Eye For Film >> Movies >> Cleanskin (2012) Film Review
Cleanskin
Reviewed by: Andrew Robertson
He is driven, uncaring of feelings, of injury, of the law. He burns with a passion kindled in him by others. He is implacable, powered by a desire for vengeance. He has no fear of death, of others or his own. He is hunting a group of suicide bombers.
He is Sean Bean. His face grows ever craggier with age, the weariness of Ned Stark and Boromir writ upon his features. He is not the novice he played in Ronin. As Ewan it is clear that he has seen things, done things. Once a soldier, he is now embroiled in the murky machinations of counterterrorism. He reports to Charlotte Rampling, as "McQueen" she is icy as Dench's M is icy: suffice to say that things have gone wrong, things must be done.
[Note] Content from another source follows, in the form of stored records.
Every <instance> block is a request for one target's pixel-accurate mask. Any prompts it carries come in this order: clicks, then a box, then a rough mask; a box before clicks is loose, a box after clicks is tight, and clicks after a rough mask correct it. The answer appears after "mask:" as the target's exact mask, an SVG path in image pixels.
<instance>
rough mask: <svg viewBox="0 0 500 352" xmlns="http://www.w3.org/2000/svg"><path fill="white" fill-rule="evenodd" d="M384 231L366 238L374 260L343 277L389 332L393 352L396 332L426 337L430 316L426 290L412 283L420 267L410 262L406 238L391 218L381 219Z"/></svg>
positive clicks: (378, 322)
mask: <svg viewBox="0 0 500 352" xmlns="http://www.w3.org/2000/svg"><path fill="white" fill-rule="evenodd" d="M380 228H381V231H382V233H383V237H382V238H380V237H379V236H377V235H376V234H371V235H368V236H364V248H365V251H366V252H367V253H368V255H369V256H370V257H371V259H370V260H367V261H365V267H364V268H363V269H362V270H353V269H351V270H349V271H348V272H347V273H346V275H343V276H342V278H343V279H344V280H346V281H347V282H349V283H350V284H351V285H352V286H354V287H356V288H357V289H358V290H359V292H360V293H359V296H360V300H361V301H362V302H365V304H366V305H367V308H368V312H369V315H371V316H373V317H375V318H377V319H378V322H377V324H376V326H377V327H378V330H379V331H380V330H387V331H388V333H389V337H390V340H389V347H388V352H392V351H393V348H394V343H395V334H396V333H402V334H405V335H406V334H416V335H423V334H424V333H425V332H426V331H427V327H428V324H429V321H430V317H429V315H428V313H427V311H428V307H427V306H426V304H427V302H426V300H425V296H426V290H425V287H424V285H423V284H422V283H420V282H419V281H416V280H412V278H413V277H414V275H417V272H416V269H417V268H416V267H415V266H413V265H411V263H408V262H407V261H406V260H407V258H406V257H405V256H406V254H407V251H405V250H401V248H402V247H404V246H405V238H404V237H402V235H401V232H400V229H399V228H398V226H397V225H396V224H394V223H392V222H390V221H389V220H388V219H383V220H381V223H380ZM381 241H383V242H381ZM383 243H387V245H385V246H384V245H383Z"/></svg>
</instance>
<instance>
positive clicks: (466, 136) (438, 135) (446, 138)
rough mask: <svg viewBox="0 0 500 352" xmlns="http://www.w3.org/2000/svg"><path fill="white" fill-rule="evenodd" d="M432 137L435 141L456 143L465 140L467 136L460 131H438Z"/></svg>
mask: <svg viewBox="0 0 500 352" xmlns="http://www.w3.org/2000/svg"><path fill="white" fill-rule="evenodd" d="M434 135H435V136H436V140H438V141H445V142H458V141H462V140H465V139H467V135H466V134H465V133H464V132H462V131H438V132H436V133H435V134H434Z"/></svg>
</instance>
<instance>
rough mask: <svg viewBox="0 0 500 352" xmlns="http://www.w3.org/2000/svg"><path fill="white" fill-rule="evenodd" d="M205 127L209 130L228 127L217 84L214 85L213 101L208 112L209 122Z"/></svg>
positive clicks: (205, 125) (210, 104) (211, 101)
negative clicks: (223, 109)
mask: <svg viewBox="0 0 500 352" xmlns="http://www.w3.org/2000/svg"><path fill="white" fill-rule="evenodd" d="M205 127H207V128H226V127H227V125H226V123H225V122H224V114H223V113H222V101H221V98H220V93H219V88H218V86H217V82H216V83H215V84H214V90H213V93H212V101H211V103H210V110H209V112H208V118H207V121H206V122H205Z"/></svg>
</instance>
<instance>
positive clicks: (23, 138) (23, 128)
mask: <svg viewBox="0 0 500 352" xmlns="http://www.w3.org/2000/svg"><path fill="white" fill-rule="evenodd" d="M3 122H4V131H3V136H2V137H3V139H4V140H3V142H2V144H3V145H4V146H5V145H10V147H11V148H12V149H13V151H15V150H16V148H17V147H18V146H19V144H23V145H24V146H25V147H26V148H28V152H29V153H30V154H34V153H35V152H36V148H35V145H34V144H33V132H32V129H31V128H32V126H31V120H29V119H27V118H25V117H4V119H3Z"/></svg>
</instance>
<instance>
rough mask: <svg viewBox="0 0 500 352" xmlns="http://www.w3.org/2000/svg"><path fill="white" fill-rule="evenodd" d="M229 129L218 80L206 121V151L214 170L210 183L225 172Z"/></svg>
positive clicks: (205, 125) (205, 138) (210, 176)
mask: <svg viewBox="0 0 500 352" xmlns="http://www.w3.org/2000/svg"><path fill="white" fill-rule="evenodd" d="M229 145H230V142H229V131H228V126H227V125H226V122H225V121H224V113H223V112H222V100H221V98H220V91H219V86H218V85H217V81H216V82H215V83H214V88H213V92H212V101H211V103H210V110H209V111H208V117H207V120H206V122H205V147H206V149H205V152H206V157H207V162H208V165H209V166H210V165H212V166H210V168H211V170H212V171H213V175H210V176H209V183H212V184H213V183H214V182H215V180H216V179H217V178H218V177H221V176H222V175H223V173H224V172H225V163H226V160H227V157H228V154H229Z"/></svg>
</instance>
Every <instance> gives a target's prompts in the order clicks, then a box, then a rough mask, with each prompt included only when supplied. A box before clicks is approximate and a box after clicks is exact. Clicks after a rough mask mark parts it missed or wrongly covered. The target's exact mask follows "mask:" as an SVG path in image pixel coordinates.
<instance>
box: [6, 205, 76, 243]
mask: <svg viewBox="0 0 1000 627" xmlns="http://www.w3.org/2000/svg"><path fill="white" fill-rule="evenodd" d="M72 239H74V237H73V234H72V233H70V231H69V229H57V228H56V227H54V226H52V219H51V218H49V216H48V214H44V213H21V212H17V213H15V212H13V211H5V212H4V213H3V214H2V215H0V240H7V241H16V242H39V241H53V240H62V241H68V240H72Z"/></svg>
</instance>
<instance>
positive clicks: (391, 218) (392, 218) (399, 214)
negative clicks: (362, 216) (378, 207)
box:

This is "old school", no technical trickery; old-fashioned detective work, and, in truth, good old-fashioned film making.
The cast is small, well-used. Bean is almost a cipher, Rampling absolutely so. Tom Burke plays Mark, allegedly good with a gun but a family man - electric bunny rabbit and all. As 'Ash', Ashraf, Abhin Galeya manages to be more sympathetic than the men hunting him, but it is nonetheless an atrocity he plans. He is not alone. Peter Polycarpou's Nabil has recruited others, cultivated them - a scheme that seems drawn straight from paranoiac visions of 'cleanskins', domestic terrorists with no prior record, carefully nurtured away from the sight of the security services.
Ash has history. Her name is Kate, another neat turn from Tuppence Middleton - short film aficionados might remember her from Ever Here I Be or In The Meadow, but she won attention in Tormented and this is more good work. They have an affair, a messy one, and as it collapses Ash begins his flirtation with terrorism. In one compelling sequence he escorts a killer brought in from abroad - condemned as "an Englishman" for his eating habits, he cannot help but react when said killer guffaws at Mr Bean's Holiday.
There's a ring of authenticity throughout, let down by small oversights, continuity errors - in one otherwise tense scene silencers appear and disappear from drawn pistols, and since 2011 British governments no longer pick election dates. That's more than made up for by some excellent location work, a neatly unfolding plot, and no small degree of brutality.
There is an interrogation that is genuinely discomfiting, moments of genuine surprise, and in a shootout on a housing estate at least one incident that caused the audience to cry out. There are excellent small roles, Shivani Ghai as Rena, dragged unwittingly into the action; Michelle Ryan too contributes meaningfully. For all the others though, this is about Bean's Ewan and his parallel, Ash.
Ronin is a fair reference, the Bourne films too - though here our sympathies shift far more quickly, every revelation deepening our understanding of events. Cleanskin is a smart and visceral thriller. Its focus is small, close, character driven, but no less compelling for it. It neatly taps into conspiracies and paranoia, old wounds and fresh ones, as it assembles its narrative. As it twists its way towards its climax we are forced to reevaluate what we have seen previously - it gives us the chance to reflect with slower moments, hides additional detail in neatly mimicked rolling-news. Occasionally it shows us London from above, grainy and washed out, much like its protagonist - a terror-tale from the CCTV age. It isn't a happy ending, without giving too much away, but it is a satisfying one, and worth catching.